Need to order proposals and have acceptors reject old proposals.
- Idea: use the 'lookaround' phase to order proposals.
- 'Later' blue lookaround will be fatal to red's accepts.
Make point here: with this, once blue gets value chosen, red's accept (at s3)
is dead).
Proposal Numbers (10)
Basic Paxos (11)
- Prepare
- Forces proposer to propose any already chosen value.
- Blocks acceptors from accepting older proposals to prevent them from
becoming chosen while this one is 'in-flight'.
Basic Paxos (12)
- Starts with client call and proposer wanting to choose a value.
Basic Paxos Examples (13)
Basic Paxos Examples, cont'd (14)
- Same as previous slide
- Majorities overlap so s5 must see s3s accept.
- s5 must propose X - so consensus sticks on single value.
- Server must assume any accept it sees might be chosen, since it only issues
proposals to a majority of the cluster.
Basic Paxos Examples, cont'd (15)
- Prepare of s5 kills offs ability of s1 to get its proposal accepted.

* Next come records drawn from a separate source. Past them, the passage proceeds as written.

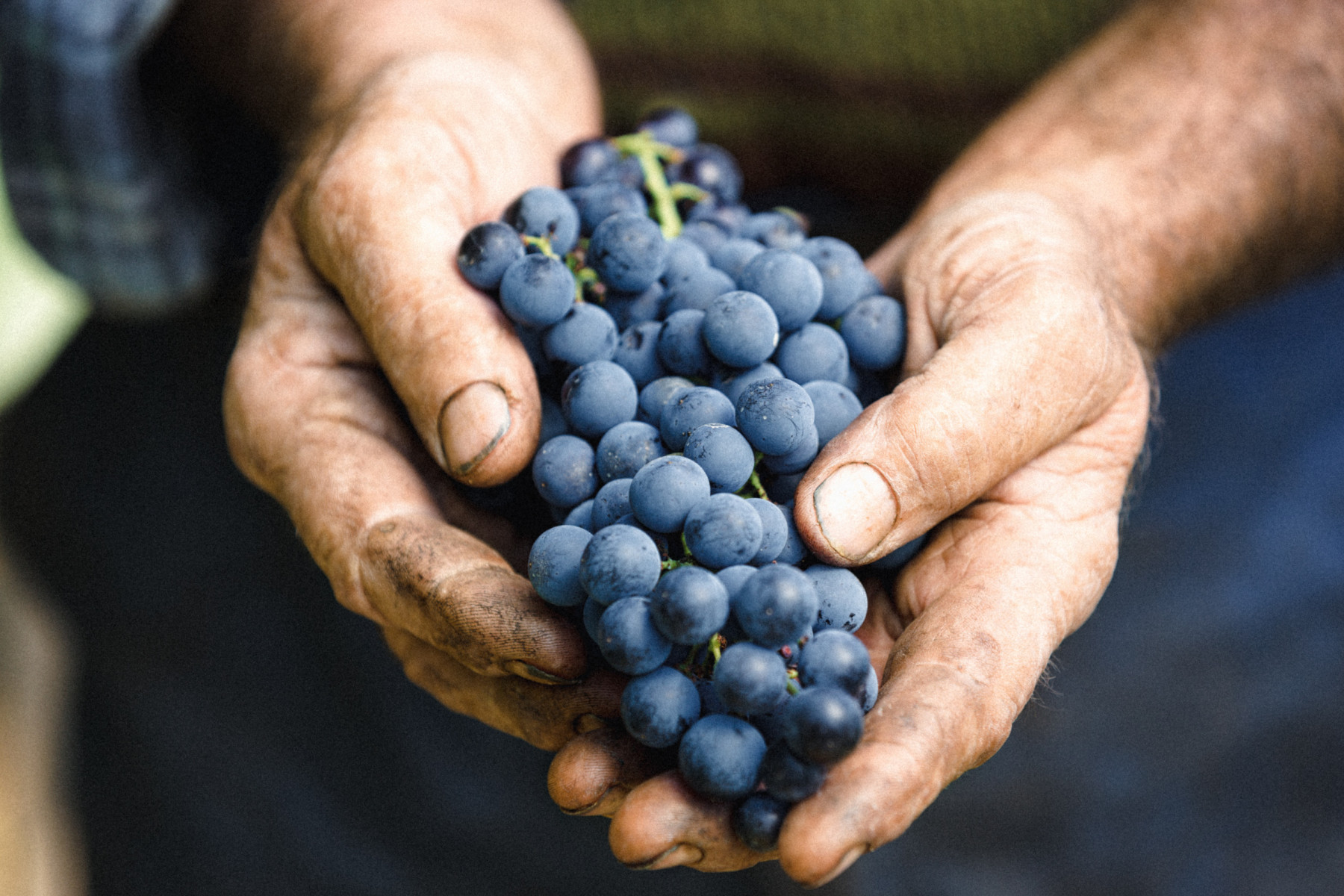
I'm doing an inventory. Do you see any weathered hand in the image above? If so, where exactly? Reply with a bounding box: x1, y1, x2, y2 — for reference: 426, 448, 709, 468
225, 42, 620, 750
551, 193, 1149, 884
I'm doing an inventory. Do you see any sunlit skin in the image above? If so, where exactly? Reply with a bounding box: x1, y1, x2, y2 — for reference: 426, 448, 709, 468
169, 0, 1344, 884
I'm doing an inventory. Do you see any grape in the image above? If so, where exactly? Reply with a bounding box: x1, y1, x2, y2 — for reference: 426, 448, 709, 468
635, 108, 700, 149
747, 498, 785, 564
564, 498, 593, 532
676, 144, 742, 205
700, 290, 791, 368
783, 685, 863, 765
575, 180, 649, 237
741, 211, 808, 250
532, 435, 597, 509
640, 376, 695, 425
682, 423, 758, 494
504, 187, 579, 255
457, 220, 523, 290
709, 237, 765, 284
593, 479, 630, 532
808, 563, 868, 634
659, 309, 709, 376
561, 137, 621, 187
774, 324, 850, 383
594, 599, 672, 676
613, 321, 667, 388
579, 524, 662, 607
736, 379, 815, 454
798, 629, 872, 700
500, 254, 574, 326
659, 385, 731, 451
731, 564, 817, 649
761, 740, 827, 803
738, 249, 824, 333
588, 212, 668, 293
803, 380, 863, 445
561, 361, 640, 438
840, 296, 906, 371
597, 420, 665, 482
527, 525, 593, 607
541, 302, 617, 367
684, 493, 763, 567
649, 567, 729, 645
714, 361, 783, 407
677, 715, 765, 800
714, 641, 789, 716
630, 457, 709, 532
621, 666, 700, 750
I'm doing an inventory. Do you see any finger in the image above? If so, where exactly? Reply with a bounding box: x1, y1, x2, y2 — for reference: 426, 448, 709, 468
546, 724, 676, 815
383, 627, 625, 751
780, 383, 1145, 884
296, 66, 594, 485
796, 193, 1141, 565
608, 771, 773, 871
225, 197, 586, 681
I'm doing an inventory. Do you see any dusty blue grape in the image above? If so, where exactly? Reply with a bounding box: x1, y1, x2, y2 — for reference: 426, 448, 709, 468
612, 321, 667, 388
588, 212, 668, 293
682, 491, 761, 570
709, 237, 766, 284
736, 379, 816, 454
527, 525, 593, 607
621, 666, 700, 750
457, 220, 524, 291
595, 420, 667, 482
640, 376, 695, 426
738, 249, 824, 333
803, 380, 863, 446
808, 563, 868, 634
541, 302, 617, 367
564, 498, 593, 532
677, 715, 765, 800
659, 385, 736, 451
659, 309, 709, 376
594, 599, 672, 676
630, 457, 709, 532
747, 498, 789, 565
736, 564, 817, 649
579, 523, 662, 607
500, 254, 574, 328
840, 296, 906, 371
761, 740, 827, 803
798, 629, 872, 700
714, 642, 789, 716
504, 187, 579, 255
561, 361, 640, 438
593, 479, 630, 532
700, 290, 780, 368
774, 324, 850, 383
711, 361, 783, 407
783, 685, 863, 765
649, 567, 729, 645
682, 423, 758, 494
532, 435, 598, 509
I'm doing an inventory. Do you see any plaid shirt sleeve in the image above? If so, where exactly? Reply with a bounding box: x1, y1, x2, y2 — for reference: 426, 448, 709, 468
0, 0, 218, 316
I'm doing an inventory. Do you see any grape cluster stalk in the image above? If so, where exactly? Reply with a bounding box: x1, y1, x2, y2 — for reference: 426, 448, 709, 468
457, 109, 919, 850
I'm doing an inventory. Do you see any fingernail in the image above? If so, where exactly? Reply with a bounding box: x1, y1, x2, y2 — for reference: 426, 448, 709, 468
504, 659, 583, 685
626, 844, 704, 871
438, 380, 512, 476
812, 846, 868, 886
812, 462, 900, 560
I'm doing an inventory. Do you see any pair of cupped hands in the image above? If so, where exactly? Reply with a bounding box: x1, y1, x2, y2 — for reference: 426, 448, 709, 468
225, 47, 1149, 884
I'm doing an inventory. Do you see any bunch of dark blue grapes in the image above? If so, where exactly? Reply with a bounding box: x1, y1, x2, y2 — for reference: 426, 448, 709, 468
457, 109, 918, 850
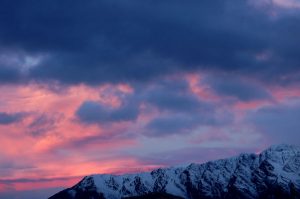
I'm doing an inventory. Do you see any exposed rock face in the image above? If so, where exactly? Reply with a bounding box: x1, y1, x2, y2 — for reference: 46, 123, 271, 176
49, 145, 300, 199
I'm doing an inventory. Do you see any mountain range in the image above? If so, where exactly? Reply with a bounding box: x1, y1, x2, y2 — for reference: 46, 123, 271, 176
49, 144, 300, 199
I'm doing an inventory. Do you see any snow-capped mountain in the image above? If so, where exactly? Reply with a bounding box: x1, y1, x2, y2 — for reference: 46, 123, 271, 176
49, 145, 300, 199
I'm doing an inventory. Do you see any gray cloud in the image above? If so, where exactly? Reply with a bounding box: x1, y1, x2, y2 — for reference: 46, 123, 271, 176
204, 75, 272, 102
76, 101, 139, 123
247, 103, 300, 144
0, 0, 300, 84
0, 112, 25, 125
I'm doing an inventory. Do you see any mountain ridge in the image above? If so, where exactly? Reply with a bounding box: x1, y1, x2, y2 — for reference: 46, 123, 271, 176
49, 144, 300, 199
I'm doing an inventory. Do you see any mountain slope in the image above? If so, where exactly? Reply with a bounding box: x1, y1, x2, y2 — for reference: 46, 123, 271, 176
49, 145, 300, 199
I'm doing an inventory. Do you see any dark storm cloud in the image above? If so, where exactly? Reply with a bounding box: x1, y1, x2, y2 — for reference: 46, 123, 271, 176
0, 112, 25, 125
76, 101, 138, 124
0, 0, 300, 84
144, 115, 201, 137
27, 113, 63, 136
204, 75, 272, 102
247, 102, 300, 144
139, 79, 205, 112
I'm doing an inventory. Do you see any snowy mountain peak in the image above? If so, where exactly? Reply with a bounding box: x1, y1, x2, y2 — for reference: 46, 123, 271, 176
50, 145, 300, 199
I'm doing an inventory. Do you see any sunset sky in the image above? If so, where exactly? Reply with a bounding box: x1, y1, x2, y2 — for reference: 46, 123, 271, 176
0, 0, 300, 199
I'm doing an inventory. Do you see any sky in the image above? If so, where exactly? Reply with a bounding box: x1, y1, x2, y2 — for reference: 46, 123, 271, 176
0, 0, 300, 199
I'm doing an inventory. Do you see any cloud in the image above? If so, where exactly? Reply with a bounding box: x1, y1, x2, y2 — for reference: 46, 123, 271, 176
247, 102, 300, 144
0, 112, 25, 125
0, 0, 300, 84
0, 187, 63, 199
76, 101, 139, 124
204, 75, 272, 102
139, 78, 210, 113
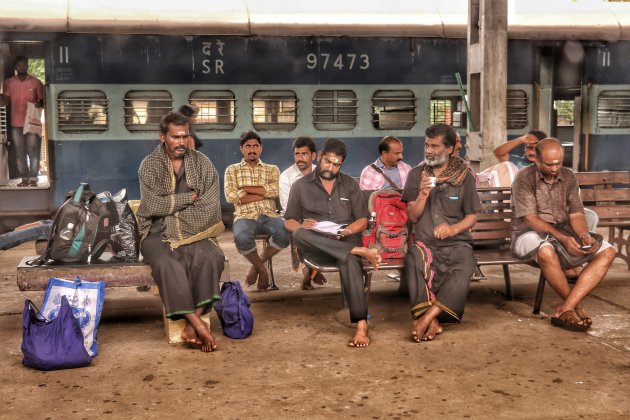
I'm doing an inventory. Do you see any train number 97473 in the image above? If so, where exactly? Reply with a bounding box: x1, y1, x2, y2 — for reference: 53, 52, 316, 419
306, 53, 370, 71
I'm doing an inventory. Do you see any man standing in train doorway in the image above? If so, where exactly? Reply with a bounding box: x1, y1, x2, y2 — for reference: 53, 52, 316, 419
137, 112, 225, 352
3, 56, 44, 187
225, 130, 289, 291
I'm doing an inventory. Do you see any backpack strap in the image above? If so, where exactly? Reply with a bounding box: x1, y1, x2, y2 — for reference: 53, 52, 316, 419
370, 163, 400, 190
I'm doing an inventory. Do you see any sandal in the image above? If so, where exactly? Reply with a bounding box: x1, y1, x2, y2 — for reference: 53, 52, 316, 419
551, 309, 589, 332
573, 306, 593, 327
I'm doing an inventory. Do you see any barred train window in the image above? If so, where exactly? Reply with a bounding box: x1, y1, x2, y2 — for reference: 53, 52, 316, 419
252, 90, 297, 131
57, 90, 109, 133
553, 99, 575, 127
125, 90, 173, 131
506, 90, 528, 130
429, 90, 466, 128
372, 90, 416, 130
313, 90, 357, 131
597, 90, 630, 128
189, 90, 236, 131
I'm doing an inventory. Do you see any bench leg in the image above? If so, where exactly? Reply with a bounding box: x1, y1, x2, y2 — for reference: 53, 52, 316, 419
501, 264, 514, 300
532, 271, 545, 315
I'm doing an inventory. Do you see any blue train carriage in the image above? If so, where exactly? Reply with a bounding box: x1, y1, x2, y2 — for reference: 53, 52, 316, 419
46, 35, 466, 210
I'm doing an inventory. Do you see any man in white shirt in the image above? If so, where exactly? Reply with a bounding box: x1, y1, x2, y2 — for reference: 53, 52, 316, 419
280, 136, 317, 210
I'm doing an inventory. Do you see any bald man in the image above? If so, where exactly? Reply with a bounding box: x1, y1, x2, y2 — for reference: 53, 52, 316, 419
512, 138, 615, 331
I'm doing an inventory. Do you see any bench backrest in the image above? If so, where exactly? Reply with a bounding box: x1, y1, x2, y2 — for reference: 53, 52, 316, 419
575, 171, 630, 226
471, 187, 512, 248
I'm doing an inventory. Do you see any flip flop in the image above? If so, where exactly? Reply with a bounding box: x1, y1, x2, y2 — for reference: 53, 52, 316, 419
573, 306, 593, 327
551, 309, 589, 332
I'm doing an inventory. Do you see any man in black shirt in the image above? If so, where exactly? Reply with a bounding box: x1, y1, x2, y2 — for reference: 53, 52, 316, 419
284, 139, 381, 347
402, 124, 481, 342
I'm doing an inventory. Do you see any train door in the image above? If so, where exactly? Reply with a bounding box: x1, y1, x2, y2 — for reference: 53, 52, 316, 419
0, 41, 51, 231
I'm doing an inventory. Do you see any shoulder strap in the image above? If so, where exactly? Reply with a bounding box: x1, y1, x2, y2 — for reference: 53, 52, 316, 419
370, 163, 400, 189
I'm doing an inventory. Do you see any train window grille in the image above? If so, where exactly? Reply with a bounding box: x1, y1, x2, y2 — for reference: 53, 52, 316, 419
125, 90, 173, 131
313, 90, 357, 131
553, 99, 575, 127
189, 90, 236, 131
57, 90, 109, 133
252, 90, 297, 131
429, 90, 466, 128
597, 90, 630, 128
372, 90, 416, 130
506, 90, 528, 130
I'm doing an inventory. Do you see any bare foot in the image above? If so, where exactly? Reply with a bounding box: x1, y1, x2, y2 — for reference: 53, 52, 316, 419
348, 319, 370, 347
351, 246, 383, 271
197, 322, 217, 353
411, 316, 431, 343
245, 265, 258, 286
181, 321, 201, 347
422, 318, 442, 341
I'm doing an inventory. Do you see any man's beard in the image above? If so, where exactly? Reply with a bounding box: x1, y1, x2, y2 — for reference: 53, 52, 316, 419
424, 152, 448, 167
317, 165, 339, 181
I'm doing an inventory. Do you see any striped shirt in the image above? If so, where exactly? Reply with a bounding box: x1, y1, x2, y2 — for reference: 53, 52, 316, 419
225, 159, 280, 221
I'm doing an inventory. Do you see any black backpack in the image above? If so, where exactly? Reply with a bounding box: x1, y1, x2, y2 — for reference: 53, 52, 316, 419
31, 182, 118, 265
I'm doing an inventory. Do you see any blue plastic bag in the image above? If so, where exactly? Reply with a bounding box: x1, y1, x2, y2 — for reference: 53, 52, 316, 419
42, 277, 105, 357
215, 281, 254, 339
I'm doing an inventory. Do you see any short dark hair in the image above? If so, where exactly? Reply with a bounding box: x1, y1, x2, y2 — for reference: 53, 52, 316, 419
424, 123, 457, 149
13, 55, 28, 66
160, 111, 188, 134
293, 136, 317, 153
241, 130, 262, 146
536, 137, 564, 159
322, 138, 346, 161
378, 136, 402, 155
527, 130, 547, 141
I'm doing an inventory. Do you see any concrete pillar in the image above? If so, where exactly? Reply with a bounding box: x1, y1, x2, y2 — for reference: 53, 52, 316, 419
467, 0, 508, 170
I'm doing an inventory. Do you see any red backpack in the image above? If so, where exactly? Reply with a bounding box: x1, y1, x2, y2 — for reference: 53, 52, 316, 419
363, 190, 409, 258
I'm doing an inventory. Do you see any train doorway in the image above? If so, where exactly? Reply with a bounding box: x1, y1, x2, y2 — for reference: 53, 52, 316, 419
0, 39, 51, 232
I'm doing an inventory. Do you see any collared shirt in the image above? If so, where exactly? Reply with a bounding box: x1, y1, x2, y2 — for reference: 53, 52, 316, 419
402, 166, 481, 247
359, 158, 411, 190
3, 74, 44, 127
512, 165, 584, 237
284, 171, 369, 224
225, 159, 280, 220
280, 163, 315, 209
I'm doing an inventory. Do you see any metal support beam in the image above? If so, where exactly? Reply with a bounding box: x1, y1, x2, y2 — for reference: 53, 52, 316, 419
467, 0, 508, 169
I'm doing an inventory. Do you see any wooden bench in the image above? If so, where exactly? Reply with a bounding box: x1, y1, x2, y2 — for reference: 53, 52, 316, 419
17, 253, 230, 344
472, 187, 545, 314
575, 171, 630, 270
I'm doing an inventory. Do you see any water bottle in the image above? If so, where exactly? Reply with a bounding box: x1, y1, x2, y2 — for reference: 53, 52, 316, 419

- This time Y is chosen, not X.
Competing proposers must overlap in at least one server, so they'll always
'see' each other.
End safety discuss: does everyone feel ok with this so far?
Liveness (16)
Other Notes (17)
- Proposer might not even know!
Multi-Paxos (18)
Multi-Paxos Issues (19)
Selecting Log Entries (20)
Selecting Log Entries, cont'd (21)
Improving Efficiency (22)
Leader Election (23)
- Unlikely that there are two leaders.
- But safe even if there are.
Eliminating Prepares (24)
Idea: upon prepare for current log slot, return whether any later for this
acceptor has accepted anything into any later log slots.
- If it hasn't, then leader doesn't need to issue prepares to it anymore.
- The proposal number covers the entire log.
Q: Lamport suggests something a bit different in Paxos Made Simple.
- His is more of a range-based prepare phase.
Full Disclosure (25)
- 1/4 breaks down when leader crashes and gives up on forcing accepts
Full Disclosure (26)
Full Disclosure (27)
Client Protocol (28)
Client Protocol, cont'd (29)
- Q: Is this correct?
- Why if a client request is long delayed?
- Fix: remember all ids, make them monotonic, or require client specifies a
pair of old, new unique ids and effect only happens if that unique
transition hasn't occured before.
Configuration Changes (30)
- a limits concurrency: can't choose i + a until i is chosen
- Because we don't even know the set of servers in the cluster at i + a.
- Q: What configuration changes make sense?